Copyright © 2014 Albuquerque Journal
SANTA FE – The value of a free-flowing Gila River for recreation and tourism clashed Tuesday with the possibility of diverting water for farm and city use during a meeting of the New Mexico Interstate Stream Commission.
The two differing visions of the Gila’s economic benefits to southwestern New Mexico are the subject of an increasingly contentious argument as the commission moves toward a decision later this year on New Mexico’s plans for water allocated to the state under the 2004 Arizona Water Settlements Act.
Advocates for some sort of dam or other diversion to remove the water from the river for community use say it is crucial to the economic future of southwestern New Mexico. “The AWSA presents an opportunity that cannot be overlooked,” said Anthony Gutierrez, planning director for Grant County. “Southwest New Mexico is lacking in opportunities for economic development.”
The federal law sets aside $128 million for water project development, with the stipulation that it must be spent in Grant, Luna, Hidalgo and Catron counties.
Gutierrez was one of a number of residents who made the trip to Santa Fe on Tuesday to make pitches to the Interstate Stream Commission. Commissioners listened but took no action, saying no decision will be made on the river’s future until later this year.
Silver City hotel owner Kurt Albershardt said the real economic benefit comes from a free-flowing river. “The Gila is the last undammed river in New Mexico,” he said. “It’s an attraction for sportsmen from around the country.”
Albershardt and other critics of possible development of the Gila said any dam or diversion would cost hundreds of millions of dollars. Even with federal money that is part of the Arizona Water Settlements Act, New Mexico taxpayers will be on the hook for substantial additional costs for a relatively small amount of water that the river has to offer, Albershardt and other water project opponents argue. They say the federal money should be used instead to fund things like incentives for agricultural irrigation efficiency improvements, leaving the Gila flowing free.
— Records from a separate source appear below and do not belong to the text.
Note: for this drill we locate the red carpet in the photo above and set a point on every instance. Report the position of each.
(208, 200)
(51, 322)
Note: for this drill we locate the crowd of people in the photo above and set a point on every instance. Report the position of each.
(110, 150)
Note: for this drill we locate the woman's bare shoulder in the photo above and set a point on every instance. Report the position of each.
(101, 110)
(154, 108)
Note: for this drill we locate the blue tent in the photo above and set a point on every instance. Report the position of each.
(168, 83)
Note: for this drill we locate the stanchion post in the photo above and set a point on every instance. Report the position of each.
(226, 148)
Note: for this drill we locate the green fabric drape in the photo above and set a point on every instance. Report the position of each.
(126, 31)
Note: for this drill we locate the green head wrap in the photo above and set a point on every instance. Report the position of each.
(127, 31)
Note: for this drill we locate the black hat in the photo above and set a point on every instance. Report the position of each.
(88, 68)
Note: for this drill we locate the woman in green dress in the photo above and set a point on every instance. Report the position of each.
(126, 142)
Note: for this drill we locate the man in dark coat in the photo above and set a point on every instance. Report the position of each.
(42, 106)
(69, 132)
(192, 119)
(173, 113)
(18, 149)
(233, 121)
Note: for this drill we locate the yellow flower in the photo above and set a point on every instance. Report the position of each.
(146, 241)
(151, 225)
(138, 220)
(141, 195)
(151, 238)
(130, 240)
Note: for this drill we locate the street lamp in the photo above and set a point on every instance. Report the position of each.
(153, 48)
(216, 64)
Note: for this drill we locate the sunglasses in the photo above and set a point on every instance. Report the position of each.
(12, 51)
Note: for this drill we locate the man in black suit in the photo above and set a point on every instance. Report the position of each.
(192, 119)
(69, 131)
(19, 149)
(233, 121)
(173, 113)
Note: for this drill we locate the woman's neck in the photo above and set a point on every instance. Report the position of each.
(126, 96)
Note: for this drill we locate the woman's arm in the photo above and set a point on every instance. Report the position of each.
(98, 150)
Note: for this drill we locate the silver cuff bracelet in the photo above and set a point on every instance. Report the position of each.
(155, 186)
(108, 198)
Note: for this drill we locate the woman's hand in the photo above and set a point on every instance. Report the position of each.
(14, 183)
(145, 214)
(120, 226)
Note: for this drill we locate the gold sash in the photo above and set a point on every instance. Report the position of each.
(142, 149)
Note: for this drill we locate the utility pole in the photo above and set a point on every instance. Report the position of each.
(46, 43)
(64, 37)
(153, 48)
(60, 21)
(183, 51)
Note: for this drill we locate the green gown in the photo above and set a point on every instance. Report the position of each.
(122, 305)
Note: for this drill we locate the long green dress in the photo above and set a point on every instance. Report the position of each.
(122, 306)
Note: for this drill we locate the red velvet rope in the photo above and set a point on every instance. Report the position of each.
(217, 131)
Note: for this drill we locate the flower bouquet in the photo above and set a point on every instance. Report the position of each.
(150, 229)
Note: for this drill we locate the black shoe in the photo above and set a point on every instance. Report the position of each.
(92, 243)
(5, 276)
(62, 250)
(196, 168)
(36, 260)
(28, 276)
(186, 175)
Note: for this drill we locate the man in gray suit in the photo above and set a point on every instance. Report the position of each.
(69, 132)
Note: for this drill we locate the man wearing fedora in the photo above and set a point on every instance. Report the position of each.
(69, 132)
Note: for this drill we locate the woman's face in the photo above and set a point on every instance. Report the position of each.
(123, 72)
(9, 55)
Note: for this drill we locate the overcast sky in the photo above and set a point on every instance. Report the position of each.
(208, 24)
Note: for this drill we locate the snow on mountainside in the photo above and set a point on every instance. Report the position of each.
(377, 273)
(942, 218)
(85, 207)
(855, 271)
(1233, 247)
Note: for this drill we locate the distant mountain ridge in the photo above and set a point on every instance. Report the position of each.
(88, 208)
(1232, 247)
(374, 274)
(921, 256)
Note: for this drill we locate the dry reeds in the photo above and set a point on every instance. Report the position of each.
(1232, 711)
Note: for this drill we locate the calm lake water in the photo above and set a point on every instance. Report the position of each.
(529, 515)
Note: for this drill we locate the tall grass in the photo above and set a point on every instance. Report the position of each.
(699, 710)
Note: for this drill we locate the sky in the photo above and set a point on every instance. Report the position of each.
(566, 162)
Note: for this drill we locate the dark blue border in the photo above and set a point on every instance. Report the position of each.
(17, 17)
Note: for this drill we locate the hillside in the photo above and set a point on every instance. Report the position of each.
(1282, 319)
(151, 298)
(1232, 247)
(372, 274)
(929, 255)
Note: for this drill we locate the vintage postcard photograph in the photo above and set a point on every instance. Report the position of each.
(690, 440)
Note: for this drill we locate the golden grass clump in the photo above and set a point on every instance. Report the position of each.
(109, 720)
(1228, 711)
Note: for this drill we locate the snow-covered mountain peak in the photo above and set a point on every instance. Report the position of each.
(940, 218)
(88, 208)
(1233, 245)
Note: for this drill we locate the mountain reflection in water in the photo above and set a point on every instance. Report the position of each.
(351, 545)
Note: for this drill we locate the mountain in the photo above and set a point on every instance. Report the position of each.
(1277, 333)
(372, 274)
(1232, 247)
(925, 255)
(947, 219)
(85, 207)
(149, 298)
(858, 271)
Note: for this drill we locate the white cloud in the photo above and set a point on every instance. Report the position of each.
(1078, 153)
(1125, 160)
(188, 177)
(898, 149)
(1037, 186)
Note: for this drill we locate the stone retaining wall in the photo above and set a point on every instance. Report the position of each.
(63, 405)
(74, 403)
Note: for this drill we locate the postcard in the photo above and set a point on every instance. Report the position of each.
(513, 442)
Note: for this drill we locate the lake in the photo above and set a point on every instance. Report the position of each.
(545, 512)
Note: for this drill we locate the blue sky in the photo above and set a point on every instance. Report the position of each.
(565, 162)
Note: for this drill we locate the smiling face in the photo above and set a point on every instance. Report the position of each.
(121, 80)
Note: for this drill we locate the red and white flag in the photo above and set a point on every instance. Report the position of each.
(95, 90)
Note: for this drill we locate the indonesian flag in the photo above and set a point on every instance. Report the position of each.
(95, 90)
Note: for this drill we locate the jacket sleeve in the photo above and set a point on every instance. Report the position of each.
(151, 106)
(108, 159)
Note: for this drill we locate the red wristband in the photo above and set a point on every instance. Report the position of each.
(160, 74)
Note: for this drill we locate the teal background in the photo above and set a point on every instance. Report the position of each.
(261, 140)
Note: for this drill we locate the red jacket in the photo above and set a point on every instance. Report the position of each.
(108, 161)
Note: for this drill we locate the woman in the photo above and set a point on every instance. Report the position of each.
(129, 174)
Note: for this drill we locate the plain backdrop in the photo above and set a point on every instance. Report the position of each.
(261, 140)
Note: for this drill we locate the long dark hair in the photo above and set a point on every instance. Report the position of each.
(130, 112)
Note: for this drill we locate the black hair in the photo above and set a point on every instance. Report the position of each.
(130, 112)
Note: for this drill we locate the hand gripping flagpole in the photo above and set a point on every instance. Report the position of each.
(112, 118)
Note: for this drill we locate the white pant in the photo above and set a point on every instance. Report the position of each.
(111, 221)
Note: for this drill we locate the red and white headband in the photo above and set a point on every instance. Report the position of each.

Starting in the Gila National Forest, the Gila River flows west from New Mexico into Arizona, where it provides a major source of water for cities and farms in the central part of that state. The 2004 federal legislation was primarily focused on dividing the river’s waters in Arizona, but allocated a share for use within New Mexico.
The Interstate Stream Commission has until Dec. 31 to formally notify the Department of Interior about New Mexico’s plans for the water.